Hermaeus Mora: es el Príncipe del conocimiento y la memoria. Su reino, Apocrypha, es una gigantesca biblioteca rodeada de aguas cenagosas. La apariencia de Mora es la de una masa sin forma con muchos ojos, tentáculos y, en ocasiones, pinzas. Mora se mueve por el insaciable deseo de obtener todo el conociemiento del mundo, llegando a ofrecer tratos con mortales ofreciendo conocimientos de su biblioteca a cambio de nuevos conocimientos. Los infelices que en su búsqueda de conocimientos acaban en su biblioteca y su sed de saber les impide abandonarla acaban siendo convertidos por Mora en buscadores, grotescos seres rodeados de tentaculos y con grandes garras que ayudan a su señor a recolectar conocimiento para la biblioteca. Otros de los seres que pueblan Apocrypha son los acechadores, criaturas gigantescas que parecen un híbrido de humano y pez que se encargan de proteger la biblioteca de visitantes no deseados.  Sus artefactos son el Oghma Infinium, un libro que contiene gran cantidad de conocimiento en las artes de la lucha, la magia o el sigilo, una vez leído uno de esos tres apartados el tomo desaparece y regresa junto a Mora; y los Libros Negros, siete tomos con grandes y peligrosos poderes entre sus páginas, en nuestro mundo se manifiestan como libros que actúan como portales a Apocrypha donde el verdadero tomo puede ser leído.

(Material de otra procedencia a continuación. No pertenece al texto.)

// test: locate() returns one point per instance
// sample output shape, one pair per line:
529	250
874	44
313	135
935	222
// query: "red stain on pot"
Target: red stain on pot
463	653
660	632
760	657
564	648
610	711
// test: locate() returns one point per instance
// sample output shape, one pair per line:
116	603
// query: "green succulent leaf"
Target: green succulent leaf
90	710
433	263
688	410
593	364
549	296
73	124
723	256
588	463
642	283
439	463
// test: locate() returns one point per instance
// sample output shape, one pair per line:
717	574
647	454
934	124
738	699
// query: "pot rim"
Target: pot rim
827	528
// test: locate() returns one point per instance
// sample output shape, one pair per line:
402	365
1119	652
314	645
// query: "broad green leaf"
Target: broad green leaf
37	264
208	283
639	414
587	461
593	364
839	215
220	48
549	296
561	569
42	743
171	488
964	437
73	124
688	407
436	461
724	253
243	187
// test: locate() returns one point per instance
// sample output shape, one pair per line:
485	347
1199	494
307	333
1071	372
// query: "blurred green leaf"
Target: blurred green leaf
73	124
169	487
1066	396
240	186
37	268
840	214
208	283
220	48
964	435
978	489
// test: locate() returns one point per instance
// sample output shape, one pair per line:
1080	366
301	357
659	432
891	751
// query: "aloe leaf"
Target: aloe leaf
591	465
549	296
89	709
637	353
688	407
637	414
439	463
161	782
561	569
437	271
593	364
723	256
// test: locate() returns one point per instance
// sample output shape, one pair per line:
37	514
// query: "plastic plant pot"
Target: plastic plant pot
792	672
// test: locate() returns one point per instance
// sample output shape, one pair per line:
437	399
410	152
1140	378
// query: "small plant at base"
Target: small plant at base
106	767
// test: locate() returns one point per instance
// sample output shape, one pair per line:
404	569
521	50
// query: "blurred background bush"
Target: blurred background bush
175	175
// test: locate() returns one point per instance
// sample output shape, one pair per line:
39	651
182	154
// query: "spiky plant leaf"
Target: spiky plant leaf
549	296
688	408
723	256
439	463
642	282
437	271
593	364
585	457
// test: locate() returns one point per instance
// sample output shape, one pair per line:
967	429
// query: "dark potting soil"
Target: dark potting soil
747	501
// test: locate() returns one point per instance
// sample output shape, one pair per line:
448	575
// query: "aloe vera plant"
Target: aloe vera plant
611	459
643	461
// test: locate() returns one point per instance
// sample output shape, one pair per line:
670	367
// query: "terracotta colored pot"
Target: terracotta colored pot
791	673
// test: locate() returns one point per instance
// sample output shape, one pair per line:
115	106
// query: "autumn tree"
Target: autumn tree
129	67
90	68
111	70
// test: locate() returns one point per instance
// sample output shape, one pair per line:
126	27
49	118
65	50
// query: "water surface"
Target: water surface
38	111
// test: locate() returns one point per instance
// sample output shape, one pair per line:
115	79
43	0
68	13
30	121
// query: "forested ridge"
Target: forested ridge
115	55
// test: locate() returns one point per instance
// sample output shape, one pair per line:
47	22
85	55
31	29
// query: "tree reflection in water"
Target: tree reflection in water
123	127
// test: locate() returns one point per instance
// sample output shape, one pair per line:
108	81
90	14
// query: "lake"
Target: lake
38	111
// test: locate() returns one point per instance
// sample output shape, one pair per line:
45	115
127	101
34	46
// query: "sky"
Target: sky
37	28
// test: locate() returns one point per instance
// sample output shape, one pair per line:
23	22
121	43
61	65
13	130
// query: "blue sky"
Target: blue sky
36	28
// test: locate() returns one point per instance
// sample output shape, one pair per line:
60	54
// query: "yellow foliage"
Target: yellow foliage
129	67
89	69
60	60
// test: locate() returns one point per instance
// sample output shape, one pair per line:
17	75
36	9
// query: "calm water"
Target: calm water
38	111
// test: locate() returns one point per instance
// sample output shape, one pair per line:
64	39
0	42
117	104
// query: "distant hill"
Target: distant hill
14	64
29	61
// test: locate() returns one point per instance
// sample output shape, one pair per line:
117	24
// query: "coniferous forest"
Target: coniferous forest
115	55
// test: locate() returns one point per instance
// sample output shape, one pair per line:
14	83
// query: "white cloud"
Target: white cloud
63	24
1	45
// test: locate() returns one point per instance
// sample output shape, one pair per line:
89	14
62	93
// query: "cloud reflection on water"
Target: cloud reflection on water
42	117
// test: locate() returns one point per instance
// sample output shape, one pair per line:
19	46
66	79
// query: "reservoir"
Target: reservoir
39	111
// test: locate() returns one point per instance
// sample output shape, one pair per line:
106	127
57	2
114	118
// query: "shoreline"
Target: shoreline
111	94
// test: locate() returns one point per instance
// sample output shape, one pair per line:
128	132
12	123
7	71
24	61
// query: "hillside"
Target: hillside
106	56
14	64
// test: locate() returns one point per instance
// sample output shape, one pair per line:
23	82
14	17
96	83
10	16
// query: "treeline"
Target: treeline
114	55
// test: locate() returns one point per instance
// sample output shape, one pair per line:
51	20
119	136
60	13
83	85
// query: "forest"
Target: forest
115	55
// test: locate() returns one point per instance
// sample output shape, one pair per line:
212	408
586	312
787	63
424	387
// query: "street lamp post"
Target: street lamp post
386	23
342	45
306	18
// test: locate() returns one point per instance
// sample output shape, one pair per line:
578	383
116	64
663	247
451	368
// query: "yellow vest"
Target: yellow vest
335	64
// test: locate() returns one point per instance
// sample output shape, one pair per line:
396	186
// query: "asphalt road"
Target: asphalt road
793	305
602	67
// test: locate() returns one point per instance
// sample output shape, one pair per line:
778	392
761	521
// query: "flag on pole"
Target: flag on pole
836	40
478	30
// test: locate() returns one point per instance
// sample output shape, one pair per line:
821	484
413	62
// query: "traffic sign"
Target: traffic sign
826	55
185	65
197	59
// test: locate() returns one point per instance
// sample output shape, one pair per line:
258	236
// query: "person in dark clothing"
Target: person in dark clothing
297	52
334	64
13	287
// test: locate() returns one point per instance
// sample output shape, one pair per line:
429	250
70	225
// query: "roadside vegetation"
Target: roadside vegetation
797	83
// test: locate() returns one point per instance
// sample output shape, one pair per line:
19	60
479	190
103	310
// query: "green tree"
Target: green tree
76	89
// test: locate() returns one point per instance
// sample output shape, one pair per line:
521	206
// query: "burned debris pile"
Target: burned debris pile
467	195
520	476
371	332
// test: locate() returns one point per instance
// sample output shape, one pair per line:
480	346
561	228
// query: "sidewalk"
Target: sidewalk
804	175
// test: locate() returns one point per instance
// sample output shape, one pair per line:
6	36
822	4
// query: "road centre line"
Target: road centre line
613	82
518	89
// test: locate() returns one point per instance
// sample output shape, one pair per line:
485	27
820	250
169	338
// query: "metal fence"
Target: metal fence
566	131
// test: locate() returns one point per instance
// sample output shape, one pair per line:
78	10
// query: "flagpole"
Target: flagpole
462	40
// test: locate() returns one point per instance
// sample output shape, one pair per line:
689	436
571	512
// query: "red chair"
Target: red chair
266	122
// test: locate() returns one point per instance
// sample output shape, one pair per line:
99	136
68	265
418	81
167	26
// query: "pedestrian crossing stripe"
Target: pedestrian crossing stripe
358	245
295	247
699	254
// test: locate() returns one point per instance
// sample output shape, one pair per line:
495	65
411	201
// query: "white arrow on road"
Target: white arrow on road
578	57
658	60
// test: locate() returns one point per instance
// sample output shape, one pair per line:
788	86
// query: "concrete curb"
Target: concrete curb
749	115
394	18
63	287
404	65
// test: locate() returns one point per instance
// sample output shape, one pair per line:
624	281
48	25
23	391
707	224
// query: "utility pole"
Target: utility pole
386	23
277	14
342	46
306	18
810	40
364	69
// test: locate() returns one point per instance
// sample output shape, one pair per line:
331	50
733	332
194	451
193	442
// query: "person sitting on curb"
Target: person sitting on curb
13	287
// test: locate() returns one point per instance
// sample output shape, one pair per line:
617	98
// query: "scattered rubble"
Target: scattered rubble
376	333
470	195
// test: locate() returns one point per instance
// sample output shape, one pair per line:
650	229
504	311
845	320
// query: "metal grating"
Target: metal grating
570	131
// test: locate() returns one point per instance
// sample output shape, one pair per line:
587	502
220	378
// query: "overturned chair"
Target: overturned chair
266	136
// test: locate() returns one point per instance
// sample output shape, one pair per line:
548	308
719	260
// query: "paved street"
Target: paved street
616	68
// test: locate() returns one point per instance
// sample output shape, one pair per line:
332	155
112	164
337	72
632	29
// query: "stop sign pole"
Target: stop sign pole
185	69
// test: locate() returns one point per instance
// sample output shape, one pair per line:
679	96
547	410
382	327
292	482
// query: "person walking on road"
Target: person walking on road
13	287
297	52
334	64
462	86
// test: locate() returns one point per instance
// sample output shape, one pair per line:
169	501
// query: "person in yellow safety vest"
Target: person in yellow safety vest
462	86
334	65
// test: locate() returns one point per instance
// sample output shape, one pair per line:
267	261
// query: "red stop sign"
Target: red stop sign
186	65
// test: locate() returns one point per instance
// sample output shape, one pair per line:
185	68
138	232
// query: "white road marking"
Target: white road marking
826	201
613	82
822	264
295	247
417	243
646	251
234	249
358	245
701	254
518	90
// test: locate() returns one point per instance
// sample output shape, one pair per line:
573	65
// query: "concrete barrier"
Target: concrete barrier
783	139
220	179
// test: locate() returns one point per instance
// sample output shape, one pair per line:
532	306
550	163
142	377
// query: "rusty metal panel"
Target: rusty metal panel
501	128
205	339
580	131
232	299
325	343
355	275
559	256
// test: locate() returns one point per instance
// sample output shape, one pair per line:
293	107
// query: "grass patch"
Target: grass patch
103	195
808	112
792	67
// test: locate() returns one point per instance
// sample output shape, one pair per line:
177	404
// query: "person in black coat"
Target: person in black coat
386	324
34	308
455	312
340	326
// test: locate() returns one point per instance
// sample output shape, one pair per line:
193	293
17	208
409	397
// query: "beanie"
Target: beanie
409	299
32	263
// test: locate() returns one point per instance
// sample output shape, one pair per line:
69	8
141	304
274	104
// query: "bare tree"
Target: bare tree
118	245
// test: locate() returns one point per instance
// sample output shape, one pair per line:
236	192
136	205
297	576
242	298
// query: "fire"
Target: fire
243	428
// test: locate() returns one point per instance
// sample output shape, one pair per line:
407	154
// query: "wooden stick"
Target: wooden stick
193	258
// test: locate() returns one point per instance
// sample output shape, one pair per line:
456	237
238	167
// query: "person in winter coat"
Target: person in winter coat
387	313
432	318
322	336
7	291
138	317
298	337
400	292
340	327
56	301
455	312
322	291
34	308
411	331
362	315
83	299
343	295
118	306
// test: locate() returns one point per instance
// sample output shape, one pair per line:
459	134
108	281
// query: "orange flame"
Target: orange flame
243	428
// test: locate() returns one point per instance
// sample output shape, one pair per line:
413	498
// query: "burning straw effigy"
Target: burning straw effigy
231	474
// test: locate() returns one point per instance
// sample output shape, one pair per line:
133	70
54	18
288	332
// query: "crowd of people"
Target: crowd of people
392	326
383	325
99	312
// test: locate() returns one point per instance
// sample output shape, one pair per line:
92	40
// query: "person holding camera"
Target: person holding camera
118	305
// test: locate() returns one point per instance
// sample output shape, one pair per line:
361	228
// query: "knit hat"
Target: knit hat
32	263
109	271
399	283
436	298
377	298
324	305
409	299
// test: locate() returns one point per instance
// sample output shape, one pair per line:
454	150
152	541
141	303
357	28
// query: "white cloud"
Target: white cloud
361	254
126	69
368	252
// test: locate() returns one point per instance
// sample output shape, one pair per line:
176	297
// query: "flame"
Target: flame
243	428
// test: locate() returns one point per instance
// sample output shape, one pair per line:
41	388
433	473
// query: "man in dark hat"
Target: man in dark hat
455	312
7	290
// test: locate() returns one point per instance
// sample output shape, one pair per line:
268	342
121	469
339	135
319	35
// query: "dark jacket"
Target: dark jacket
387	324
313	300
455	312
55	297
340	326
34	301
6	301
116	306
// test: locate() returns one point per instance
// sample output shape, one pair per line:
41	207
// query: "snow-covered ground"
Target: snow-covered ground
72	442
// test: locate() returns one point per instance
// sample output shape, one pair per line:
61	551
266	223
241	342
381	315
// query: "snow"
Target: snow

Hircine: Señor de la caza y creador de la licantropía. Se manifiesta con apariencia humana aunque con cráneo de ciervo, vestido con pieles y en ocasiones acompañado por lobos. Celebra grandes cacerías en su reino y en el mundo de los mortales, y las presas suelen ser hombres. La enfermedad que creó conocida como licantropía transforma a los mortales en bestias feroces y peligrosas que rara vez son capaces de dominar aus instintos. Además de los conocidos hombres lobo, Hircine creó otros 6 tipos de licantropía, que además son más frecuentes en determinadas regiones o incluso exclusivas de algunas razas. Éstas son: hombres jabalí de Roca Alta, hombres oso de Skyrim y Solstheim, hombres buitre de Bosque Valen, hombres león de Elsweyr, hombres cocodrilos de Ciénaga Negra y al parecer solo se da entre los argonianos y hombres tiburón en zonas costeras, siendo estos los más raros de todos. Todos los licántropos al morir van a parar a su reino de Oblivion para acompañarlo en sus cacerías. Sus artefactos son la Lanza del Cazador, un roce con su punta inocula un veneno paralizante que además mina las fuerzas de la víctima aunque solo temporalmente, la Piel del Salvador, una armadura hecha con la piel de un hombre lobo que protege a su dueño de los venenos y la magia, y el Anillo de Hircine, permite al que se lo ponga convertirse en un hombre lobo a voluntad, sin los problemas de un hombre lobo auténtico, pues la sangre de la bestia no corre por sus venas.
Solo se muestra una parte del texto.